MARK DIDN’T THINK he would need any introduction to Alton Carlisle, vicar of Watford, a small town outside of London. Still, he’d come prepared. When he stood on the steps of the vicarage, he handed over the letter of introduction to the woman who was brought to the door, along with his card.

The maid must have passed the card on to Mrs. Carlisle, because she arrived scant seconds later. She ushered him in, her hands fluttering. “Mr. Carlisle is out in the garden,” she said, her voice breathy. “I’ll go fetch him. At once.”

She swept him into a side parlor, lit by morning brilliance. The embroidery was fading, but it felt homey.

“Please be seated.”

But instead of leaving immediately, she opened another door. “Ellen!” she called. “You’re needed. We’ve a very important guest. Do come keep him company.”

Mark heard a murmur in reply but couldn’t make out any words. Mrs. Carlisle’s back was turned, and so Mark could not see her expression. But the young lady who walked into the room had her chin set in a rebellious line. She cast one glance at Mark—and then quickly looked away. Mark could guess what her mother had communicated with waggled eyebrows.

Look, here’s a splendid catch! Be polite to him.

They were still trying to throw fourteen-year-old girls at him. Ellen Carlisle, however, seemed to have no interest in being thrown. He was, she supposed, pretty. She had too much of Jessica in her not to be. But her long dark hair was still in childish braids. And she folded her arms over her chest, as if daring Mark to flirt with her.

Oh, yes. This was definitely Jessica’s sister.

“Do you always appear on so little notice?” she demanded, once her mother was safely out of ear-shot.

Mark shrugged. “Think of me as John the Baptist. I am of no interest in myself. I come merely to prepare the way.”

This got him an exasperated stare. “I’m to think of you as John the Baptist, am I? Your confidence is simply stunning. And here I am, entirely without silver trays.”

Good. He liked her already. Mark took his watch from his pocket and set it on the table. “How sweet. Don’t worry. You’ll adore me in…oh, six minutes and twenty-two seconds.”

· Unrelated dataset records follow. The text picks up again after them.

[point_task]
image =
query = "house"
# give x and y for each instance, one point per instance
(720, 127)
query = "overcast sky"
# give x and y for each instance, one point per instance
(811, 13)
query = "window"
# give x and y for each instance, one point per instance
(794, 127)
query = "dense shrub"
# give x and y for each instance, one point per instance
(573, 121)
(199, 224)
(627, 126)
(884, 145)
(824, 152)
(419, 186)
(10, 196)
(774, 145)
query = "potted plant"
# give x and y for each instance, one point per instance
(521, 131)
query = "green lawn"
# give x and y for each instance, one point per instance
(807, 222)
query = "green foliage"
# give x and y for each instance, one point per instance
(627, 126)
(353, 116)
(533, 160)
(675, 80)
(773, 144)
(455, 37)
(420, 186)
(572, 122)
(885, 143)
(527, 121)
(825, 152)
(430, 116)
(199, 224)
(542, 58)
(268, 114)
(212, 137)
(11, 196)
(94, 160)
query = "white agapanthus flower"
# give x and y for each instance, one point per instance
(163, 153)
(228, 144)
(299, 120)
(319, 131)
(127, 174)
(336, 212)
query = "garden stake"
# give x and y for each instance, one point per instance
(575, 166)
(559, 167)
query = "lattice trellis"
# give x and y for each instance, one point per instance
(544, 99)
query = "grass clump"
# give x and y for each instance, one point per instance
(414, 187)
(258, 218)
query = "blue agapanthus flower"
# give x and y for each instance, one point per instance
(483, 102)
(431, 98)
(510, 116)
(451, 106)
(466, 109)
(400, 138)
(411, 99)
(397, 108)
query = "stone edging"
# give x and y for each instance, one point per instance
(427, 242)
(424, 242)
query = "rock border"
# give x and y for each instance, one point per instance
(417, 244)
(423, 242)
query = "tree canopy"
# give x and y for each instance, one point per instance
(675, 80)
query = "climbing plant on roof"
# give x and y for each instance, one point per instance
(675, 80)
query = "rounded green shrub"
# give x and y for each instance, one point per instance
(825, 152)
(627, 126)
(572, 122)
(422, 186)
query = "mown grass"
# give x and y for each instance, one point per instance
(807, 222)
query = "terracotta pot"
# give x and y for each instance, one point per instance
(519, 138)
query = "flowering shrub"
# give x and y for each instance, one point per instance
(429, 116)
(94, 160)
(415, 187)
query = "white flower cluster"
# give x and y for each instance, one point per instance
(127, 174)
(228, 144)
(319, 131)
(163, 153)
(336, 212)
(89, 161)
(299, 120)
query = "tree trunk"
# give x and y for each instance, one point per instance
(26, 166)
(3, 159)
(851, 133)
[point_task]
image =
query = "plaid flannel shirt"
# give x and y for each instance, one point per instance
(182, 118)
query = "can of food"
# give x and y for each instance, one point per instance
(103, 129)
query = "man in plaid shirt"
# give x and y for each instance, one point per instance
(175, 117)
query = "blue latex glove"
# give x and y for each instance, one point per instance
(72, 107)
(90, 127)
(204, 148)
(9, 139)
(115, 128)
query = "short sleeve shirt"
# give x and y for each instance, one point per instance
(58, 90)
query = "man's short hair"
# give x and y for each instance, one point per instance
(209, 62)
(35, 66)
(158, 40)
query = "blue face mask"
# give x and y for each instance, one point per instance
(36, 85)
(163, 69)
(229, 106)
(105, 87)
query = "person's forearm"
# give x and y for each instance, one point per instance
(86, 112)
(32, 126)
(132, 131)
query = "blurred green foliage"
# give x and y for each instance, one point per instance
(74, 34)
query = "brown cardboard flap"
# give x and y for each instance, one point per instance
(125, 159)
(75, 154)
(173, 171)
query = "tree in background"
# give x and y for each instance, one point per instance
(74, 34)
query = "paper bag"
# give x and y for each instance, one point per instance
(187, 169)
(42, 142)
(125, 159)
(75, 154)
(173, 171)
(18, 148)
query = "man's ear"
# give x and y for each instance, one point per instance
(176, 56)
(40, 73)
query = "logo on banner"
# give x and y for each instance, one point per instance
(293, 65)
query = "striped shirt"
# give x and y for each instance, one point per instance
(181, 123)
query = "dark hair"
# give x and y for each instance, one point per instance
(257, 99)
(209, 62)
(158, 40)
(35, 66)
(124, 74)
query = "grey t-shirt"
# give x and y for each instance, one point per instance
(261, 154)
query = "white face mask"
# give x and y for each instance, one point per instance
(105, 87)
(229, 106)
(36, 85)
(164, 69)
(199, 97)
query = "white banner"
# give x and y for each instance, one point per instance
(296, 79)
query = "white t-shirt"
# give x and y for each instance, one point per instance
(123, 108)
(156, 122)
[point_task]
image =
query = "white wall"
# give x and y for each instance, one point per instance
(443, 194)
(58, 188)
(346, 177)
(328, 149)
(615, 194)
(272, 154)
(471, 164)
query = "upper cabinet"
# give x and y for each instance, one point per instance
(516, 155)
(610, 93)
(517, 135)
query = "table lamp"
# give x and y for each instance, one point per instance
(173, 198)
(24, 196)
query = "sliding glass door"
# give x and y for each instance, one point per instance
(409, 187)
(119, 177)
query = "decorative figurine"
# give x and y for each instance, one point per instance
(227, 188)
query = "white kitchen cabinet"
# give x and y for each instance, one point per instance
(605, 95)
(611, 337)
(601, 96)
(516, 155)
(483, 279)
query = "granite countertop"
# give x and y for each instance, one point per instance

She rolled her eyes. “Please don’t tell my father that. It will only raise his hopes, and he shall use it as an excuse to utterly ruin my life.” She scowled. “As
usual.

“Don’t worry,” Mark said. “I’ve as little interest in marrying you as you do me.”

She let out a little huff at that, her eyes cutting toward him. Mark almost wanted to laugh at that petulant conceit. Of course she didn’t want to marry him—but she
had
hoped he was interested, so that she might have the fun of turning him down.